Kein Turm für Hölderlin: Gymnasium an der Graf-Adolf-Straße

Dichter und denkbar

In Mülheim wehrt sich eine Schule dagegen, dass ihre Gemeinschaft auseinandergerissen wird

Jahrzehntelang hat die Stadt das Hölderlin-Gymnasium in Mülheim nicht saniert. Nun sollte es abgerissen und neu gebaut werden — am derzeitigen Standort an der Graf-Adolf-Straße und an der Holweider Straße, mehr als einen Kilometer entfernt. Denn am alten Standort sei kein Platz, um Räume für 720 Schüler*innen zu schaffen. Gegen die Plä­ne protestieren Eltern, Schü­ler*in­nen und Lehrer*innen mit dem Slogan »Hölderlin unzertrennlich«.

Die Schulgemeinschaft würde Schaden nehmen, sagt Tanja Schmitt von der Elternpflegschaft. Sie hat zwei Kinder, die hier in die 8. und 11. Klasse gehen, und erzählt be­geis­tert vom Gemeinschaftsgefühl. »So etwas will man doch im­mer erreichen«, sagt Schmitt. »Die Hälfte der Kinder stammt aus Familien mit Migrationshintergrund.« Das Engagement sei sehr groß. Die Schule hat sich für naturwissenschaftlich-mathematische Fächer ebenso eingesetzt wie für Zweisprachigkeit und gegen Rassismus.

»Hölderlin unzertrennlich« hat Pläne erarbeitet, wie ein Verbleib am derzeitigen Standort möglich sei.

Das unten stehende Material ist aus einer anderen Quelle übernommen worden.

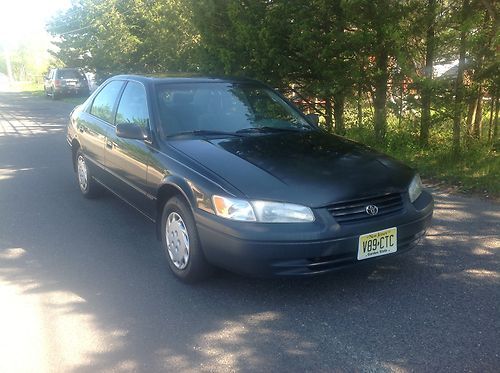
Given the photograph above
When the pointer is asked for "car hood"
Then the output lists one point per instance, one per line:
(313, 168)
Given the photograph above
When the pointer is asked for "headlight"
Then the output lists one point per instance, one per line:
(262, 211)
(233, 208)
(276, 212)
(415, 188)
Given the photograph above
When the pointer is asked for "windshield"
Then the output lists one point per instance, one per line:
(69, 74)
(200, 108)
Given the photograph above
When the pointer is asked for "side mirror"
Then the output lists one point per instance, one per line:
(313, 118)
(131, 131)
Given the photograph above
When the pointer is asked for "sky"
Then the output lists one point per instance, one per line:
(23, 21)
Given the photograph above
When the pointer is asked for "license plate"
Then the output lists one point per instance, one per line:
(378, 243)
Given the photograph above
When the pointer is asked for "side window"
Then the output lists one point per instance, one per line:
(133, 106)
(103, 104)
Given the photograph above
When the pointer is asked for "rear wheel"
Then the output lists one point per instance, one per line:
(181, 244)
(88, 186)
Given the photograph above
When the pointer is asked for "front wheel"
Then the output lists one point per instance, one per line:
(88, 186)
(181, 244)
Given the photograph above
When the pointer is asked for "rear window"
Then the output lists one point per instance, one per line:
(69, 74)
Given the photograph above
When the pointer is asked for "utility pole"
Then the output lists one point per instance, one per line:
(8, 64)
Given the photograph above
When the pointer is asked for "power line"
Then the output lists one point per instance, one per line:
(91, 25)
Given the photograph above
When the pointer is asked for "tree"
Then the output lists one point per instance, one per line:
(425, 120)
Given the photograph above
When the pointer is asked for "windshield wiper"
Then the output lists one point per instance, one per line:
(267, 129)
(204, 133)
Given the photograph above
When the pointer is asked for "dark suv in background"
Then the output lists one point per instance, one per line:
(67, 81)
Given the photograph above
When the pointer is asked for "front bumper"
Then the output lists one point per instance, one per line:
(303, 249)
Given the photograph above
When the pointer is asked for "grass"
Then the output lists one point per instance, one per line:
(477, 170)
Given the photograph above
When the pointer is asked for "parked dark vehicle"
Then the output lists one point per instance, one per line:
(64, 82)
(234, 176)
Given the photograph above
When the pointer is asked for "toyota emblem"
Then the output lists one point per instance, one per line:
(371, 210)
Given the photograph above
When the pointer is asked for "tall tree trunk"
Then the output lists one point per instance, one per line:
(492, 107)
(360, 92)
(495, 121)
(479, 115)
(339, 95)
(360, 106)
(380, 99)
(328, 112)
(401, 106)
(472, 103)
(338, 112)
(425, 121)
(459, 81)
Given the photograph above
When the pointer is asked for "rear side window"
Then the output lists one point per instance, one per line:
(104, 102)
(133, 107)
(69, 74)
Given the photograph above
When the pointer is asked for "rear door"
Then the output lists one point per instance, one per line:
(94, 125)
(128, 159)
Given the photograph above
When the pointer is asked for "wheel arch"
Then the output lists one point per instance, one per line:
(75, 145)
(172, 187)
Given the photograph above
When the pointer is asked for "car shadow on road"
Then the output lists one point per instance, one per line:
(96, 265)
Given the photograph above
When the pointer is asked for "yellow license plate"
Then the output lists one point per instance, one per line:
(378, 243)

So könnten Sportmöglichkeiten an den nahen Bergischen Ring ausgelagert werden. Dort befindet sich bereits eine Sporthalle, die bald abgerissen und neu gebaut wird. Hier regt die Initiative an, neben der Sporthalle weitere Räume zu schaffen, etwa auf dem benachbarten Parkplatz, die vom Gymnasium mitgenutzt werden können. Der Einsatz zeigt jetzt Wirkung. Der Schulausschuss beauftragte Anfang Juni die Verwaltung mit einer neuen Studie für den alten Standort.

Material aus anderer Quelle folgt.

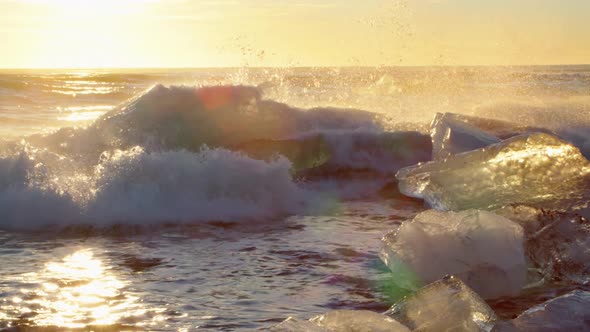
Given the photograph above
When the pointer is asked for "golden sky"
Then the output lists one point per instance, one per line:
(207, 33)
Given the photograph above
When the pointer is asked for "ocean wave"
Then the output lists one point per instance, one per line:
(136, 187)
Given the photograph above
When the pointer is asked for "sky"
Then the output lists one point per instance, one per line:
(229, 33)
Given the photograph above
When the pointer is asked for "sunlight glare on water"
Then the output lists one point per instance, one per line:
(77, 291)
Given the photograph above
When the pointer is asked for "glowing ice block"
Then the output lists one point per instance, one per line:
(481, 248)
(569, 312)
(536, 169)
(445, 305)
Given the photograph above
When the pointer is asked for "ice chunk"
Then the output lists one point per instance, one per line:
(570, 312)
(452, 134)
(445, 305)
(343, 321)
(536, 169)
(557, 243)
(481, 248)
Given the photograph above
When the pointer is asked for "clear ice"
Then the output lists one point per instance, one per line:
(453, 133)
(569, 312)
(445, 305)
(481, 248)
(536, 169)
(557, 244)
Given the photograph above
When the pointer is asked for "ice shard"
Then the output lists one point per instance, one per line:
(453, 133)
(358, 321)
(292, 324)
(569, 312)
(479, 247)
(445, 305)
(536, 169)
(343, 321)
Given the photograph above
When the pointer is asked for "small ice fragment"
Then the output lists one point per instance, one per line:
(536, 169)
(452, 134)
(292, 324)
(358, 321)
(481, 248)
(569, 312)
(343, 321)
(445, 305)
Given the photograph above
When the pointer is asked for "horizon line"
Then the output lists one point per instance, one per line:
(295, 67)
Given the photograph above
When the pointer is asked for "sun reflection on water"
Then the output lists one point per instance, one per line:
(76, 292)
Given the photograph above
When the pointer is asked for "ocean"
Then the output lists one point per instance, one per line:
(231, 199)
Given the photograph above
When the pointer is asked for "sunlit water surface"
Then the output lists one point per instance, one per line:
(214, 277)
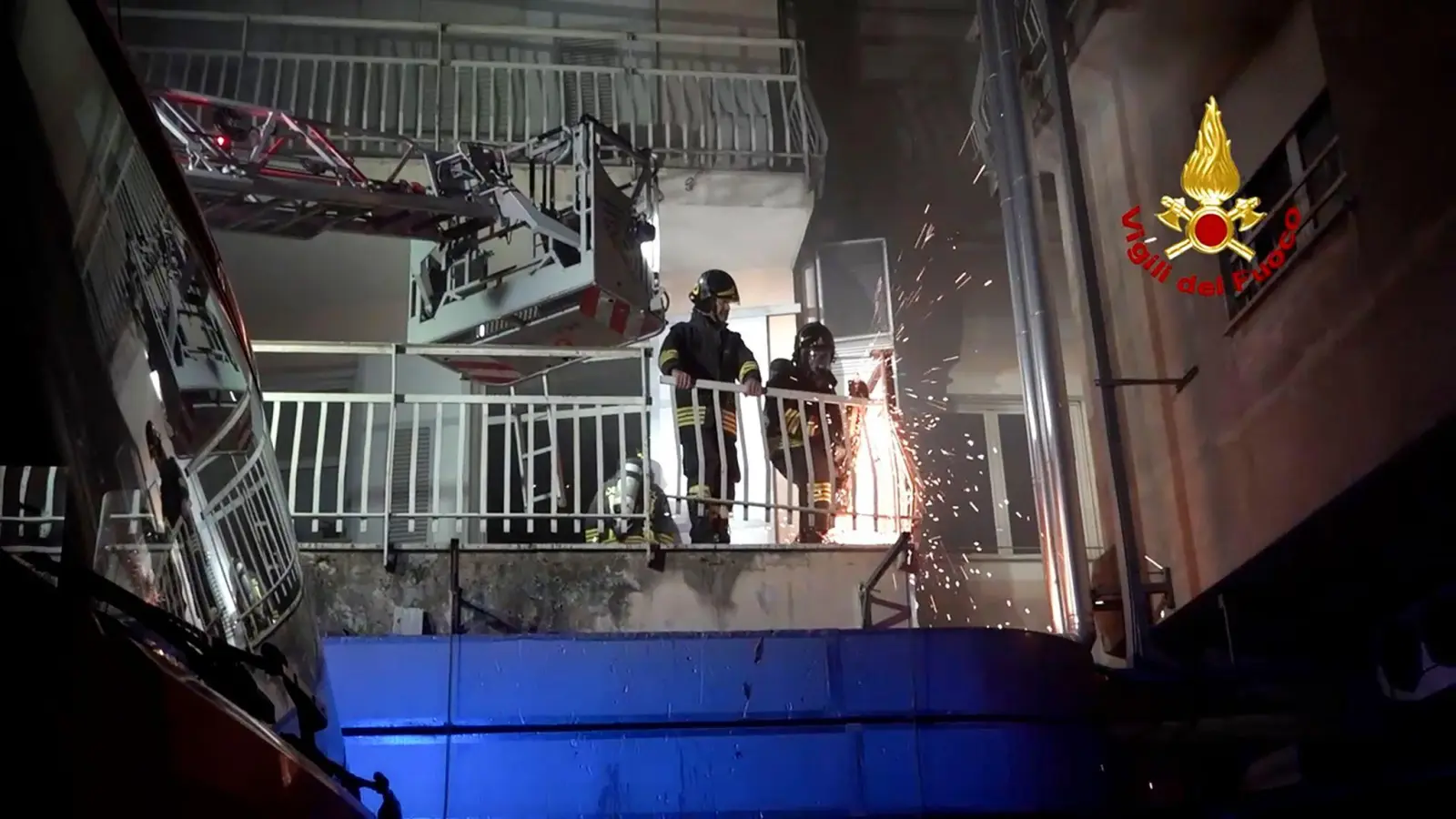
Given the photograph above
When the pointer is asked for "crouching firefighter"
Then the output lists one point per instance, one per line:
(631, 508)
(703, 349)
(807, 438)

Unterstützung für »Hölderlin unzertrennlich« kommt auch von der SPD und deren Kölner Landespolitikern Jochen Ott und Martin Börschel. Zwei Standorte hält Börschel für »nicht sinnvoll«, den Plan der Schulgemeinde wiederum, alles am bisherigen Standort zu realisieren, für »schwer machbar«. Es brauche einen dritten Weg. Börschel hat die Entstehung der Bildungslandschaft Altstadt-Nord am Klingelpützpark begleitet, wo mehrere Schulen, eine Kita und ein Jugendzentrum gemeinsam Sportflächen und eine Mensa nutzen.

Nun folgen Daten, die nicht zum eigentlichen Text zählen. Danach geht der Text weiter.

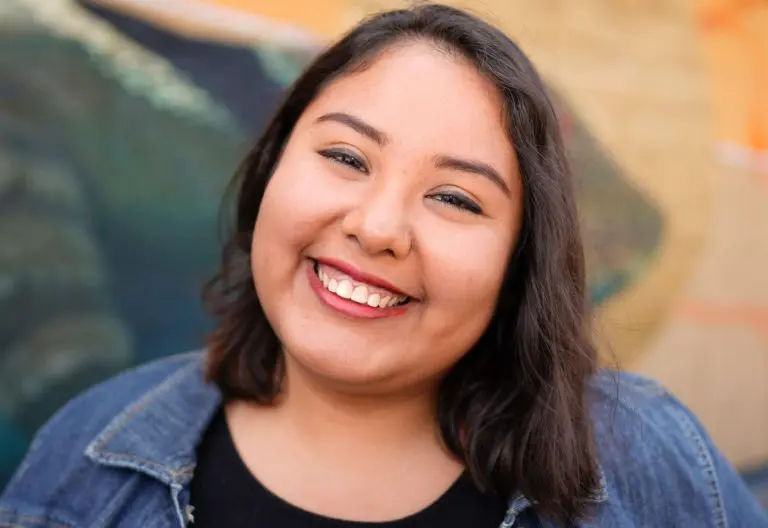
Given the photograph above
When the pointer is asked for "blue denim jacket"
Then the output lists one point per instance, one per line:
(123, 455)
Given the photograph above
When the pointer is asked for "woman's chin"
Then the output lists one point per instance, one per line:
(340, 367)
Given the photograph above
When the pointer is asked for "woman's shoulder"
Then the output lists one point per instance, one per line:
(659, 461)
(130, 421)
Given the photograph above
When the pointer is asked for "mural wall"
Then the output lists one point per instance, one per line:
(116, 145)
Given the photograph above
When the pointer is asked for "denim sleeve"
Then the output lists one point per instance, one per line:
(737, 506)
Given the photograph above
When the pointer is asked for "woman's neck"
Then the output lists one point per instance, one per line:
(341, 421)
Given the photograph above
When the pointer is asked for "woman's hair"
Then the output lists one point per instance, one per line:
(514, 408)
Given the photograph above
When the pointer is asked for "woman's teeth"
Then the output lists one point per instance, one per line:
(359, 294)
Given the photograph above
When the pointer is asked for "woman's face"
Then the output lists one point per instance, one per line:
(383, 236)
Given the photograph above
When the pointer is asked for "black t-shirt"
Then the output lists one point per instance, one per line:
(225, 494)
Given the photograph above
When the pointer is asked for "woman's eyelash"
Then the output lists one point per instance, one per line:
(459, 201)
(347, 158)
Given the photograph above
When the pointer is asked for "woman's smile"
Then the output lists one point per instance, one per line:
(354, 293)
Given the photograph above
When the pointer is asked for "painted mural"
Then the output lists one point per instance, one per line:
(116, 145)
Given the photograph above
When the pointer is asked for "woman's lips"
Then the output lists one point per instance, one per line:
(352, 297)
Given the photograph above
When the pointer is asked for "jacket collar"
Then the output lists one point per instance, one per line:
(158, 434)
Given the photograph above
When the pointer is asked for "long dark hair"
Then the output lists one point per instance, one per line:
(514, 408)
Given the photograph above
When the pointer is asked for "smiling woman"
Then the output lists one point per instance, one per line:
(403, 337)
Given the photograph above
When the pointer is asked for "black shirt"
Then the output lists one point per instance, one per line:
(226, 495)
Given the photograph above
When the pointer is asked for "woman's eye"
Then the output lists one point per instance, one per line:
(347, 158)
(459, 201)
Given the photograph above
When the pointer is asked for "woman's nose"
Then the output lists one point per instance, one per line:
(379, 224)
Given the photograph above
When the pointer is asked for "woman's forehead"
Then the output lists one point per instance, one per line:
(419, 95)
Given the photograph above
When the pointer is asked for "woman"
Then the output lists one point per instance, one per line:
(403, 337)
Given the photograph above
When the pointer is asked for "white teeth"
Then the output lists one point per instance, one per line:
(345, 289)
(360, 295)
(373, 300)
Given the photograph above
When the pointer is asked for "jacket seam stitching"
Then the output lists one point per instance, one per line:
(707, 465)
(8, 518)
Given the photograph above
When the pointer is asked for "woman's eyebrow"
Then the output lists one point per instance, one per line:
(473, 167)
(356, 124)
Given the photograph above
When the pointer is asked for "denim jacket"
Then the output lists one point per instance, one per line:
(123, 454)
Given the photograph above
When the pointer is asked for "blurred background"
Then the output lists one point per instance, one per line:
(122, 120)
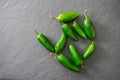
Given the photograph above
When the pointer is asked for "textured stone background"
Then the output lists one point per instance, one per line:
(23, 58)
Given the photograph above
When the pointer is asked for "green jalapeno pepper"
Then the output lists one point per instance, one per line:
(88, 26)
(66, 16)
(61, 43)
(69, 32)
(67, 62)
(89, 51)
(76, 57)
(45, 42)
(78, 30)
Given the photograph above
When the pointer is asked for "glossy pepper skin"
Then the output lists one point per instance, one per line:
(45, 42)
(66, 17)
(69, 32)
(61, 43)
(66, 62)
(76, 57)
(88, 26)
(89, 51)
(78, 30)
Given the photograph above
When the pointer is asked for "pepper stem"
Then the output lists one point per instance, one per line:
(83, 66)
(53, 17)
(85, 13)
(36, 32)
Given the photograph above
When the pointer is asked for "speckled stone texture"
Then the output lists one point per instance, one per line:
(23, 58)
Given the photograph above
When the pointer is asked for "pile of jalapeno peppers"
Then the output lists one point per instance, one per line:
(85, 31)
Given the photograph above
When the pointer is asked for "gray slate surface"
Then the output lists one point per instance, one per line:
(23, 58)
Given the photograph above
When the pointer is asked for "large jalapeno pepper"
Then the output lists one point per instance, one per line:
(78, 30)
(89, 51)
(76, 57)
(66, 62)
(61, 43)
(88, 26)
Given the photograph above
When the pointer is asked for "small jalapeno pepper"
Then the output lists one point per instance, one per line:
(66, 16)
(69, 32)
(61, 43)
(76, 57)
(45, 42)
(67, 62)
(78, 30)
(89, 51)
(88, 26)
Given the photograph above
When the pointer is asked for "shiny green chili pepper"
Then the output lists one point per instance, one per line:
(88, 26)
(67, 62)
(45, 42)
(78, 29)
(66, 16)
(76, 57)
(69, 32)
(89, 51)
(61, 43)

Auch in Mülheim liegen fünf Schulen rund um eine Grünfläche, hier ist es der Mülheimer Stadtgarten. Börschel schwärmt von den positiven Effekten einer Bildungslandschaft: »Warum nur das Pro­blem einer Schule lösen und nicht gleich einen Mehrwert für alle Bildungseinrichtungen schaffen?«

Auch die Eltern hatten Kooperationen mit anderen Schulen und Vereinen erwogen. »Man muss über den Tellerrand schauen«, sagt Tanja Schmitt, »alle könnten einen Nutzen haben«. Dennoch ist sie skeptisch: »Beim SPD-Vorschlag sehe ich derzeit noch kein konkretes Konzept, und die Errichtung der Bildungslandschaft am Klingelpützpark hat zu lange gedauert. So viel Zeit haben wir hier nicht.«

Zum Kollegium des Hölderlin-Gymnasiums gehört auch die Grü­nen-­Politikerin und Bürgermeisterin Brigitta von Bülow. Sie unterrichtet hier seit 21 Jahren. »Seitdem ist das Gebäude marode. Hier muss dringend etwas geschehen«, sagt auch sie. Dem Vorschlag, die Sporthalle zu erweitern und »als kleine Schullandschaft gemeinschaftlich Dinge zu nutzen«, kann sie viel abgewinnen. Dies sei gar keine so neue Idee. Ebenso würde sie aber auch die Vorschläge von Grünen, CDU und Volt begrüßen: einen Schul­hof auf dem Dach, eine Aufstockung des Gebäudes oder eine Nutzung des Stadtgartens als Schulhof.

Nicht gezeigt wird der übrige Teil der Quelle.